Build and deploy with a single Dockerfile
One of the subtler and fantastic parts of the DockerFile
specs is the ability to copy files from one image to another. Today we'll show how to build and deploy from a single file. If we describe a very simple Dockerfile
here:
FROM node:8 as builder
RUN npm install
RUN npm run build
FROM nginx:latest as http
COPY --from:builder /usr/app/dist /usr/share/nginx/html
If you don't know much about Dockerfile
then please go read some other better intro's, otherwise you'll hopefully notice the oddity of the double FROM
command.

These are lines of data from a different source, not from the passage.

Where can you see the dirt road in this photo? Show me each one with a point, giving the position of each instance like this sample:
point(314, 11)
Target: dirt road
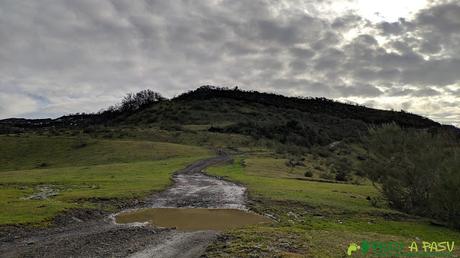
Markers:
point(101, 237)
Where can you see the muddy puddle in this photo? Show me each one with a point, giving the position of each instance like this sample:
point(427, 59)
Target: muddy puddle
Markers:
point(191, 219)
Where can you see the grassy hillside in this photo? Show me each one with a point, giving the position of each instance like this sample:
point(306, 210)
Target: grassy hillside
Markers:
point(31, 151)
point(43, 176)
point(315, 219)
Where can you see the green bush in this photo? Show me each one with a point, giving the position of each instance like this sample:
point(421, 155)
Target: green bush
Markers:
point(417, 171)
point(308, 173)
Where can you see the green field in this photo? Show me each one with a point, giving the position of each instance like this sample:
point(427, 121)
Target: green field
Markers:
point(82, 176)
point(315, 219)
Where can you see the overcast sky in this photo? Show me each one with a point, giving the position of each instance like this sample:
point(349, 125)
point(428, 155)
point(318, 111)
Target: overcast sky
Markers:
point(65, 56)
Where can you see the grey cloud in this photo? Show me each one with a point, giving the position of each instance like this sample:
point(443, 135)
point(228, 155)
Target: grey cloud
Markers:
point(82, 55)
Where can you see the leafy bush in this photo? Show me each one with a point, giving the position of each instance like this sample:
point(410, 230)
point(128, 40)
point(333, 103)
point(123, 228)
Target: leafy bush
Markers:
point(417, 171)
point(326, 175)
point(308, 173)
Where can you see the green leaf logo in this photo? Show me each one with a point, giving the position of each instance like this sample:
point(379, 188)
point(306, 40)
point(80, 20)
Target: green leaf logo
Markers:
point(352, 248)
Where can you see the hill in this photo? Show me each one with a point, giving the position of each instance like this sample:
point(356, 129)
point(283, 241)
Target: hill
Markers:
point(289, 120)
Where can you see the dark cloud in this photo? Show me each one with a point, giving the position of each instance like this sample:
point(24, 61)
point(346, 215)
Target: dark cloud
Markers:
point(73, 56)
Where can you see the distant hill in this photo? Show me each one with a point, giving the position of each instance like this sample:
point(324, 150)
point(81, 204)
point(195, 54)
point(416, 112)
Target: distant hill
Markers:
point(293, 120)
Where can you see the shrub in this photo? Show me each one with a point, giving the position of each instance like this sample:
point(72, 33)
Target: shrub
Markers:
point(308, 173)
point(328, 176)
point(416, 170)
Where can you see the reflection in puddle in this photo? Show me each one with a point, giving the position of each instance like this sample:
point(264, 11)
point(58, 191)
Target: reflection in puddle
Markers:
point(192, 218)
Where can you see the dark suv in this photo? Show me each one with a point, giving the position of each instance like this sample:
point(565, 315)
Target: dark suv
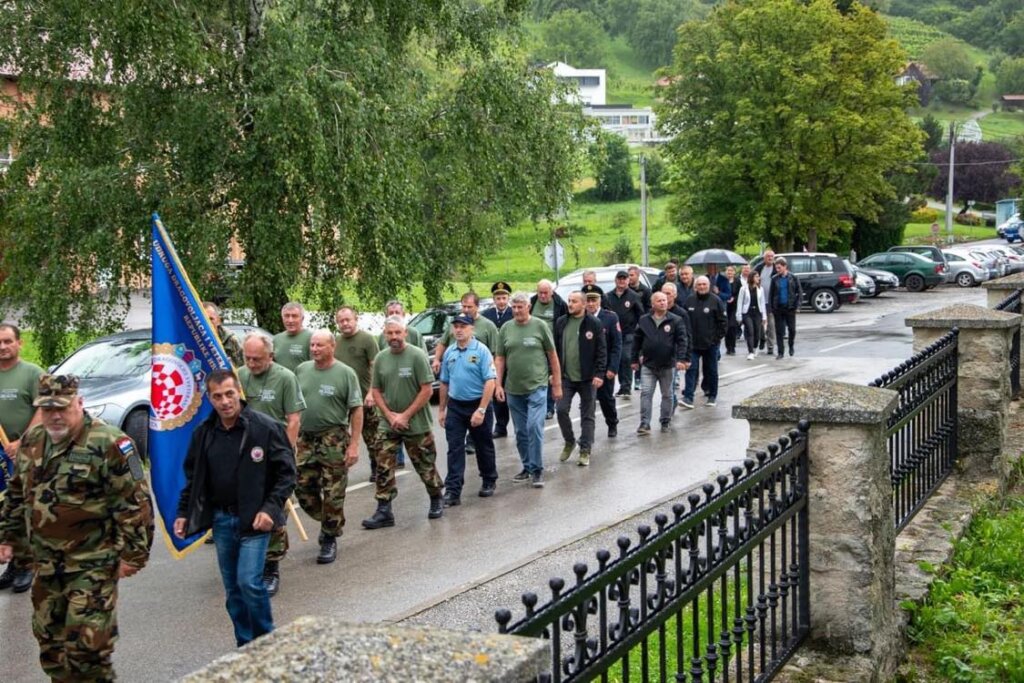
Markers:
point(825, 280)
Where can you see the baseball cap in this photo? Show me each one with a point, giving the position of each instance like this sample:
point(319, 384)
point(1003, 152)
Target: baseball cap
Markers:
point(56, 390)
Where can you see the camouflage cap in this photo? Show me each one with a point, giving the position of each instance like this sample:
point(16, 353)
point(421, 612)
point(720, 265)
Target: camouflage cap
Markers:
point(56, 390)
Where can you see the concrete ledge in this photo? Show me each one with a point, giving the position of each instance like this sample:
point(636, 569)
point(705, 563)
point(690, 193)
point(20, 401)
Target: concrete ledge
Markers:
point(1007, 283)
point(819, 400)
point(313, 648)
point(965, 316)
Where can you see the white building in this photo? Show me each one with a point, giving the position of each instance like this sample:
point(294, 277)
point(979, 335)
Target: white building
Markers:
point(591, 84)
point(637, 125)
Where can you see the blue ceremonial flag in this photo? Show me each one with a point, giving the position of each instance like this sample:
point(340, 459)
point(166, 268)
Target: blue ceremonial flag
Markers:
point(185, 349)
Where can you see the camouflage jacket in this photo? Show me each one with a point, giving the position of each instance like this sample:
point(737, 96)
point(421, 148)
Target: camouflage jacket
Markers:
point(231, 346)
point(82, 508)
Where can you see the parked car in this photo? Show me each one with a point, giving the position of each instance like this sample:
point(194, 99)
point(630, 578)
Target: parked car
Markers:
point(966, 271)
point(825, 280)
point(884, 281)
point(864, 283)
point(605, 278)
point(930, 252)
point(915, 272)
point(114, 375)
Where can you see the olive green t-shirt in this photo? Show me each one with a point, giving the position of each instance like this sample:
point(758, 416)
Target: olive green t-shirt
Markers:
point(525, 347)
point(545, 311)
point(330, 394)
point(413, 338)
point(570, 349)
point(18, 387)
point(275, 392)
point(483, 330)
point(357, 352)
point(399, 376)
point(290, 350)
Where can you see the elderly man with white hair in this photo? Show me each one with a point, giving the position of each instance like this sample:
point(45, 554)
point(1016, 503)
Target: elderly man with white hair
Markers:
point(401, 386)
point(708, 324)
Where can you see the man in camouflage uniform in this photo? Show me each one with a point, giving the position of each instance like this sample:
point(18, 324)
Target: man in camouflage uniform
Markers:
point(227, 338)
point(401, 387)
point(329, 439)
point(271, 389)
point(80, 495)
point(357, 348)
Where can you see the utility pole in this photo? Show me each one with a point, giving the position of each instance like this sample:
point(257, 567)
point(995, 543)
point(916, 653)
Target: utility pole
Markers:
point(643, 208)
point(949, 187)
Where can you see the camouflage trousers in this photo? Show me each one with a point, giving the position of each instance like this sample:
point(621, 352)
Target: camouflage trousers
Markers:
point(372, 435)
point(421, 451)
point(323, 478)
point(76, 624)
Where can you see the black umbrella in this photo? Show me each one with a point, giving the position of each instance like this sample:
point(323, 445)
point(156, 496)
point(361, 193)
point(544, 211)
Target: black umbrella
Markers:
point(716, 257)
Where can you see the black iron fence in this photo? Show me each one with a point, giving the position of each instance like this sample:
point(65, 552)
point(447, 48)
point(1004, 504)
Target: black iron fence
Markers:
point(719, 592)
point(922, 429)
point(1012, 304)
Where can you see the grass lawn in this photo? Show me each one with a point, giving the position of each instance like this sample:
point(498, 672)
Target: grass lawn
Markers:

What's happening here is the following:
- A
node
machine is spun up. - Node build the site.
- Docker then copies the
dist
directory from the Node image into thenginx
server to be hosted.
The Linux lot of you will note this technique is just an extension of the make-it-yourself paradigm, but in a way that's seperate of the usual build-dependency chaos.
But could we go faster?
That's it really, we have an image that deploys a node project. But I use this model in my CI and waiting for a full NPM install on a major project is a pain, so I've split the RUN npm run build
step into a two stage process:
FROM node:8 as builder
COPY package*.json ./
RUN npm install
COPY .babelrc .env.* *.js *.webmanifest *.json *.html ./
COPY src ./src
RUN npm run build
FROM nginx:latest as http
COPY --from:builder /usr/app/dist /usr/share/nginx/html
See Docker has an very powerful cache layer, allowing any step to be skipped if every prior step was identical in it's input. The theory being, is that if the package.json
file hasn't changed, then both the COPY
and RUN npm install
step's are skipped allowing it to only worry about the more likely source change.

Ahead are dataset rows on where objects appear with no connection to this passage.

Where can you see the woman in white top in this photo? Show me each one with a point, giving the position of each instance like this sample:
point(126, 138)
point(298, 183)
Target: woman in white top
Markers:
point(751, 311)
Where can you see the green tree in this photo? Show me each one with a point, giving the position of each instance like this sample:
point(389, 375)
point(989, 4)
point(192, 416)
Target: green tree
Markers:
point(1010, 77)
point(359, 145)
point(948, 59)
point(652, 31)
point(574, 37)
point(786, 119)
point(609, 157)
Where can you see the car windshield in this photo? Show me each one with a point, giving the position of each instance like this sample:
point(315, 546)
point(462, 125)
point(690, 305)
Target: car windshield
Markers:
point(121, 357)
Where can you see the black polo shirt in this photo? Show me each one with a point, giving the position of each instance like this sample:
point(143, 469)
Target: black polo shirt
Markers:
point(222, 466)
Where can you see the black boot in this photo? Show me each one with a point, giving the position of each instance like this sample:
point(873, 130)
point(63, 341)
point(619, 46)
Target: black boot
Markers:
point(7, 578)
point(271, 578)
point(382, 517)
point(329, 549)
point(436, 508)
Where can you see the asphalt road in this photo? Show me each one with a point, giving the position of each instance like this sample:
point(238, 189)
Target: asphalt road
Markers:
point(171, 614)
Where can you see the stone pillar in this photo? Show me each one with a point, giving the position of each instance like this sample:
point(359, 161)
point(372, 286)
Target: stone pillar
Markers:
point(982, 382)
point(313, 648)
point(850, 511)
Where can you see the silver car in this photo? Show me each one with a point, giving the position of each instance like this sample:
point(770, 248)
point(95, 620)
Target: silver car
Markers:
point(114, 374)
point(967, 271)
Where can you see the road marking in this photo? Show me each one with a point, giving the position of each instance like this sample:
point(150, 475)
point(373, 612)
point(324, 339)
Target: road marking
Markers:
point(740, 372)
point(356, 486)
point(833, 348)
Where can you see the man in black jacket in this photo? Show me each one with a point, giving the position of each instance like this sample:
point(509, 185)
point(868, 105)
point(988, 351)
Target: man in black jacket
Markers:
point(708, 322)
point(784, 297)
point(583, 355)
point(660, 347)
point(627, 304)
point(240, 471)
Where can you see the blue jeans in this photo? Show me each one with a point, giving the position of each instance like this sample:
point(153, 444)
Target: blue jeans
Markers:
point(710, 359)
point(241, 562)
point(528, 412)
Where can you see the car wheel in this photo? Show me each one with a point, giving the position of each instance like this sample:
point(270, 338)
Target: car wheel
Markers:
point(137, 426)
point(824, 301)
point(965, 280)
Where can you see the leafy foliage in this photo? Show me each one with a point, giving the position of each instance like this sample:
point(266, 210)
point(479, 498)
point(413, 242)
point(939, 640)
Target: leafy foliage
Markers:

But what about nginx's configuration?
This is the even cooler and slightly contentious bit. A bigger project would argue that the following is a bit dirty, but if you appreciate my side-projects are a solo show then you might forgive me.
All my services describe how they're hosted and their configuration, within their repo. So by that I mean my code contains both the source, and the configuration code describing the hosting process, meaning they're responsible all the way up to responding correctly on 80.
That means the nginx.conf
sits next to my projects source code(a sys-admin wretches in the corner). This inversion of duty is frankly amazing to run solo. I can run every project both locally and on a cloud server with literally the same build pipeline. On the cloud it's behind an HTTP's load-balancer to provide TLS, and locally I simply connect to an exposed 80.